In 2007 I was asked, as part of an assignment for my MsC. in e-Learning to create a 'game' using Google Earth. This is what I wrote afterwards...
How would a Google Earth game work?. The strength of a Google Earth (GE) game lays in GE's superb ability to give dramatic, location-based hyperlinking. Exportable .kmz files (also know as 'Placemarkers') can be saved, extracted and embedded into blog posts, e-mailed to gamers and used as a device to send learners to specific locations. The problem, however, rests with what they do when they get there.
Assuming that you have successfully landed at a GE location, the question remains as to what to do. Are you there to identify a place? That isn't that challenging - GE layers for roads, historical monuments and other locations of note will allow a gamer to gather his location pretty quickly. Not to mention the fact that you fly there.
Beyond using each location as a means to help identify this person, GE seems almost redundant. Which is a shame. Such a powerful linking function could have done much more. For example, why not send gamers to obscure locations across the earth, embed clues nearby (using tags) which lead the gamer to search other forms of media for clues - not just the blog and GE?

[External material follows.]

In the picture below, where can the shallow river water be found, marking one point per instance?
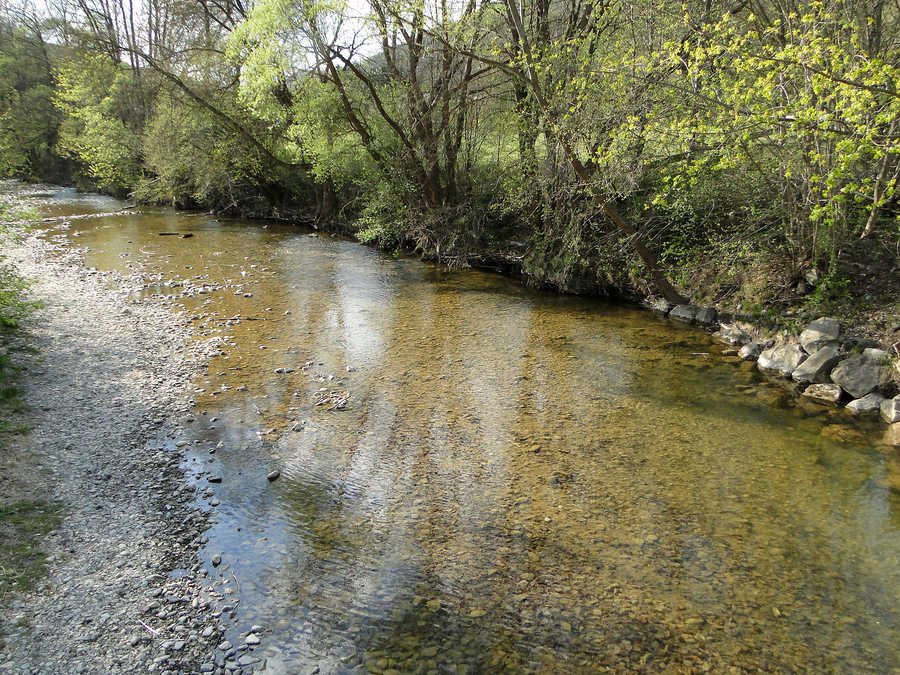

For example, Flickr.com, (despite the best efforts of Yahoo to screw it up) remains one of the quintessential social media services. In addition to the great networking and RSS capabilities, Flickr also presents users with a fiendishly clever (and simple) means of interaction: notes.

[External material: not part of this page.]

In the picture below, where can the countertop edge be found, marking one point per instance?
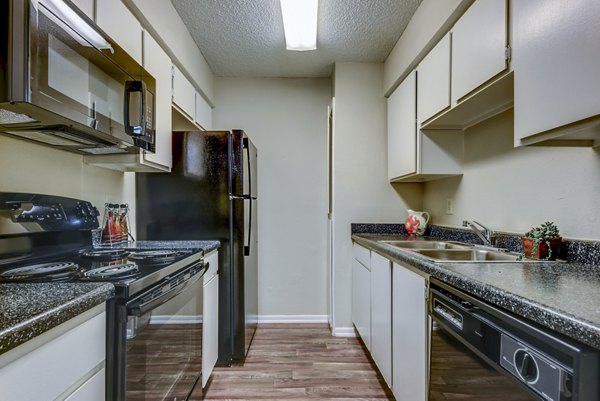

Notes are, as the name suggests, small packets of information placed on top of an image with text files. Click on the image above for an example (from my account) of some notes that I left on some photos of the Geffrye Museum, London. As you can see from the notes I left on the image, in addition to text you can also leave hyperlinks to other locations: images, blogs, wikis, Google Earth placemarkers, Youtube videos.

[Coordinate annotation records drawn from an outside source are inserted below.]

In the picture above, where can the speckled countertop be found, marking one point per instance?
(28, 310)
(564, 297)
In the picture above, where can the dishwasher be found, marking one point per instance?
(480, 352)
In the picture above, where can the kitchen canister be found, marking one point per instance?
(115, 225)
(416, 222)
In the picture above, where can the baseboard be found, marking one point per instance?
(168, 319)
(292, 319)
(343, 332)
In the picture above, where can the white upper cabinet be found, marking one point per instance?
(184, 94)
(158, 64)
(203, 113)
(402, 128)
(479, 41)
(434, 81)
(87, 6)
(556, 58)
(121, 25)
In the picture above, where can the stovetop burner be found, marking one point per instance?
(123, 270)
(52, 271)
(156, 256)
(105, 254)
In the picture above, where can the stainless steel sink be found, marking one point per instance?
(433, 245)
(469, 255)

You can export a Flickr image to a blog as I've done here, but, dissapointingly, you can't export the notes with it. Which is a damned shame.
What makes them powerful for a gaming application, is that the notes can be placed over specific places in photos - this means that a visual clue (something in the image) can be associated with a piece of text for a far more meaningful prompt to participate in a game than a simple question asked on a blog page.
Using Blogs as a 'launch pad' is good, but constantly directing the gamer back to the blog could be slightly repetitive. Rather than that, why not send them to a Flickr page? Which has a note? That note can require you to search a wikipedia entry for an answer with the connected area of the original Flickr image as a clue? That Wikipedia entry could lead to a Youtube video, which leads to a Twitter page, which leads to another blog, which leads to another Flickr page, which leads to...
Well, you get the idea. Rather than focusing on just two media streams (Blogs and GE) a proper linking game ('cos that's what it should be!) should drag you around the web, connectingseemingly disparate ideas, images and locations - allowing users to explore a range of media and enabling different learning styles and information acquisition styles to flourish. Furthermore, the simple sense of adventure (of being slightly lost) would be far more tangible. Running 'home' to a blog at each turn feels somewhat tedious and un-inventive for me.